Sudadera, Jeans und ein Kelch auf der Matte: ein Bild des jesuitischen Verfalls

Sudadera, Jeans und ein Kelch auf der Matte: ein Bild des jesuitischen Verfalls

Wilo Haro Rivas ist ein ecuadorianischer Jesuit mit Tausenden von Followern in den sozialen Netzwerken, wo er vor allem seine Arbeit im Bereich der Stickerei verbreitet. Vor drei Tagen veröffentlichte er auf Instagram ein Foto, das während geistlicher Übungen aufgenommen wurde und ihn zeigt, wie er im Freien die Heilige Messe feiert – sitzend mit überkreuzten Beinen auf einer Matte und das Messbuch haltend.
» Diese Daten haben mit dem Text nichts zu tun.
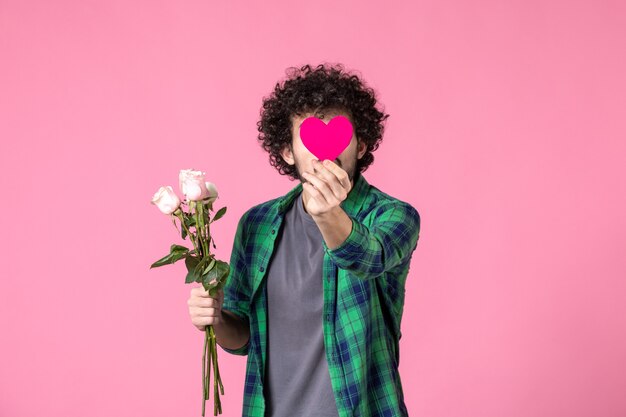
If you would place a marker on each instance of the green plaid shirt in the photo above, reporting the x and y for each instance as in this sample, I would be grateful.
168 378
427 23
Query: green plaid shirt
364 285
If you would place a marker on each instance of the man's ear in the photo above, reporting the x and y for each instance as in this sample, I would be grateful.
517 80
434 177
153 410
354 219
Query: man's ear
287 154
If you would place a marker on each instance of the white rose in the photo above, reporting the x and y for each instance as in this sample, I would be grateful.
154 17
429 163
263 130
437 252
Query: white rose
166 200
194 186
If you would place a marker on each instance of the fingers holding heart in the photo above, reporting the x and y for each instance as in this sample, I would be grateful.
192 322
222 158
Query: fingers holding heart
319 188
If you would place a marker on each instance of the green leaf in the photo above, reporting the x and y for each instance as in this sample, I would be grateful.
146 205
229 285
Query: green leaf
219 214
177 252
191 262
219 273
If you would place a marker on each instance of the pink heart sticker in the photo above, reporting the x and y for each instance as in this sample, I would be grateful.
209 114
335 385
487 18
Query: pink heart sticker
326 141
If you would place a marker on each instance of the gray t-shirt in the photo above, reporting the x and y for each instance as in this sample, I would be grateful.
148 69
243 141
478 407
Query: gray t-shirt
297 380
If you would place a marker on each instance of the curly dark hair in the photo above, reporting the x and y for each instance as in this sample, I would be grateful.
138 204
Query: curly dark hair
314 90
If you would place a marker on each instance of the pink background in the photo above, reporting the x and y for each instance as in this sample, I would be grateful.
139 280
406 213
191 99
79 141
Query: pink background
507 133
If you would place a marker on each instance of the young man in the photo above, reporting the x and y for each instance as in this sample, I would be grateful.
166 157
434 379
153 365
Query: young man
315 292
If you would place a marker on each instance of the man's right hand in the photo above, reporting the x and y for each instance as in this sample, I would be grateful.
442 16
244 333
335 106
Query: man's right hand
205 310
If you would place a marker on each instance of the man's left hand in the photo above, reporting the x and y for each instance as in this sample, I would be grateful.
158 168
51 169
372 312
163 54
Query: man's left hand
327 187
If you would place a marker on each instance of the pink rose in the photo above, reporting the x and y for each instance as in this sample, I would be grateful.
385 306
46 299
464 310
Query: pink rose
166 200
194 186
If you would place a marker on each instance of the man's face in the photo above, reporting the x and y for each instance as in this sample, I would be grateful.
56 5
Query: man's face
303 158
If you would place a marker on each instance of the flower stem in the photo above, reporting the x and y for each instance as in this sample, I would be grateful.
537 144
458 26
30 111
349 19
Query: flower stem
182 222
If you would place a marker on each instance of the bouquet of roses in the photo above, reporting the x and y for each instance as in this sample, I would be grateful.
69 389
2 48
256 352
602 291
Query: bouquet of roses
194 213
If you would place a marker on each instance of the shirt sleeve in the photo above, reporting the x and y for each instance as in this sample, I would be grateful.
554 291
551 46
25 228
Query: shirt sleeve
237 286
368 252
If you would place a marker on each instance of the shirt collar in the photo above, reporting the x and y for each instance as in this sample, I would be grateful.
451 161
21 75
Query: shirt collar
351 205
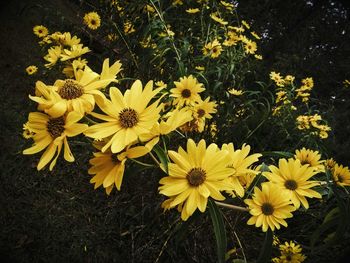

Die Szene zeigt den Priester in Jeans und einem Sweatshirt, über dem er direkt eine grüne Stola trägt, ohne Albe oder Kasel. Neben ihm stehen Kelch und liturgische Gegenstände auf ausgebreiteten Stoffen auf dem Boden, ohne dass ein eigentlicher Altar zu erkennen ist. Das Foto vermittelt eine bewusste Informalität, die mit der äußeren Würde unvereinbar ist, die die Feier des eucharistischen Opfers erfordert.

 

Es geht nicht darum, die Feier im Freien abzulehnen oder den spirituellen Wert ignatianischer Exerzitien zu leugnen. Das Problem liegt in der Reduzierung der Liturgie auf eine persönliche Erfahrung, die der Kreativität des Zelebranten unterworfen ist. Die Messe gehört nicht dem Priester, und ihre Vorschriften sind keine dekorativen Elemente, die weggelassen werden dürfen, um eine bestimmte Ästhetik zu verstärken – egal wie handwerklich, nah oder angeblich pastoral sie sich darstellen mag.

Das Bild fasst auch den Niedergang einer Gesellschaft Jesu zusammen, die sich zunehmend von der Disziplin, dem Gehorsam und dem übernatürlichen Sinn entfernt, die ihren Ursprung prägten. Der Orden, der der Kirche große Missionare, Theologen und Märtyrer schenkte, scheint sich heute allzu häufig durch Experimente, Respektlosigkeit und die Suche nach Aufmerksamkeit auszuzeichnen. Wenn die Persönlichkeit des Jesuiten den Platz einnimmt, der dem Altar zusteht, hört die Krise auf, nur eine numerische zu sein, und wird zu einer tiefen Identitätskrise.